Further, it has been reported that optimal glycemic control of hyperglycemia in COVID-19 patients leads to a reduction in the risk of severe disease and death [17]. Therefore, it is of utmost importance that plasma sugar values be strictly monitored in all COVID-19 patients, more so in the critically- ill patients.

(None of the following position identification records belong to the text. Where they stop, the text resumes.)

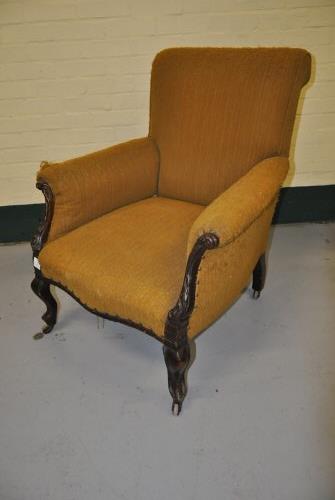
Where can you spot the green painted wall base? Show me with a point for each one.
(296, 204)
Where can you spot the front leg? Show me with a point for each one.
(41, 288)
(177, 362)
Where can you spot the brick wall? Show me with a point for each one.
(74, 75)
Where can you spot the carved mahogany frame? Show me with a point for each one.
(176, 345)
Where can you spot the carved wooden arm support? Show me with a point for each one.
(178, 317)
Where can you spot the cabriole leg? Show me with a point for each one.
(42, 289)
(259, 274)
(177, 362)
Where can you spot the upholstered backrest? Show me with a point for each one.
(216, 112)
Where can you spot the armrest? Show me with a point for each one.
(239, 206)
(90, 186)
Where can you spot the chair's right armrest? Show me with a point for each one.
(87, 187)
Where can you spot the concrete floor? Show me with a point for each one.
(85, 412)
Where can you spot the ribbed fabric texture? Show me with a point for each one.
(226, 271)
(216, 112)
(236, 209)
(129, 263)
(89, 186)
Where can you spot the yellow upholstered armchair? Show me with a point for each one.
(162, 233)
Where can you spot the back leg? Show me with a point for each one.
(42, 289)
(258, 277)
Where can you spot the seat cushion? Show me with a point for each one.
(129, 263)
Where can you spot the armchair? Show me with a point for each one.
(162, 233)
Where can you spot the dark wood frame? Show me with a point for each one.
(177, 347)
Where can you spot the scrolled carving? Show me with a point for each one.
(42, 231)
(178, 317)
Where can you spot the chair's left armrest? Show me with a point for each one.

We do acknowledge some limitations to our study. Patients presenting with raised glucose levels (especially glucose levels > 7.0 mmol/L) may be cases of new-onset diabetes or may have missed being diagnosed in the past. Criteria for placing patients into the normoglycemia and hyperglycemia groups was not consistent throughout all studies (refer Table 1). Also, comorbidities such as hypertension, cardiovascular disease, chronic kidney, and liver disease were not accounted for in all included studies.

Conclusions

Hyperglycemia is a significant blood finding in patients admitted in view of COVID-19 and can be used as a prognostic marker to stratify based on risk of severe disease and death, thus enabling early intervention resulting in improved patient outcomes. Glycemic status rather than a prior diagnosis of diabetes is a predictor of adverse outcomes. The need for timely recognition and management of blood glucose levels should be emphasized in COVID-19 disease. Large-scale patient studies are warranted in order to establish appropriate treatment guidelines for hyperglycemia in COVID-19 patients, so as to minimize worse outcomes for these patients.